To define rules to an entry, you must use the statement EXTEND. Note that EXTEND is not a syntactic construction in OCaml: it is a syntax extension provided by Camlp4. The syntax of EXTEND is:
     extend-statement ::=
        EXTEND
           list-of-entries-extensions
        END
Notice that EXTEND is an expression (i.e. not a declaration): it can be evaluated at toplevel, but also inside a function: in this case, the syntax extension takes place when the function is called.

An entry extension has the syntax:
     entry-extension ::=
        identifier : [ list-of-levels-separated-by-bars ] ;
The identifier is an entry name. An entry can have one or several levels, representing precedences and associativity.

A level has the syntax:
     level ::=
        [ list-of-rules-separated-by-bars ]

     rule ::=
        list-of-symbols-separated-by-semicolons -> action
A rule is like a pattern matching case: it can introduce patterns variables which can be used in the action part. When the rule is accepted, the action is executed. The type of the action is 'a for an 'a entry ('a Grammar.Entry.e, more precisely).

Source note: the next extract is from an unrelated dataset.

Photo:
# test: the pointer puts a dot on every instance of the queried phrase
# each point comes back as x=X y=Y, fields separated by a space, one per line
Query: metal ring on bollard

Let's define our expr to parse a simple computation of arithmetic expression with addition, subtraction, multiplication and division, integer constants and parentheses. This can be written:
       EXTEND
         expr:
           [ [ x = expr; "+"; y = expr -> x + y
             | x = expr; "-"; y = expr -> x - y ]
           | [ x = expr; "*"; y = expr -> x * y
             | x = expr; "/"; y = expr -> x / y ]
           | [ x = INT -> int_of_string x
             | "("; e = expr; ")" -> e ] ]
         ;
       END;;
The expr entry has now three levels. Grammar entries are extensible at any time: you can extend expr again to add more constructions. You can add more rules in already existing levels and you can insert new levels. We see that further.

Each level has its own associativity. You can specify left, right or non-associative. By default, the associativity is left. See further.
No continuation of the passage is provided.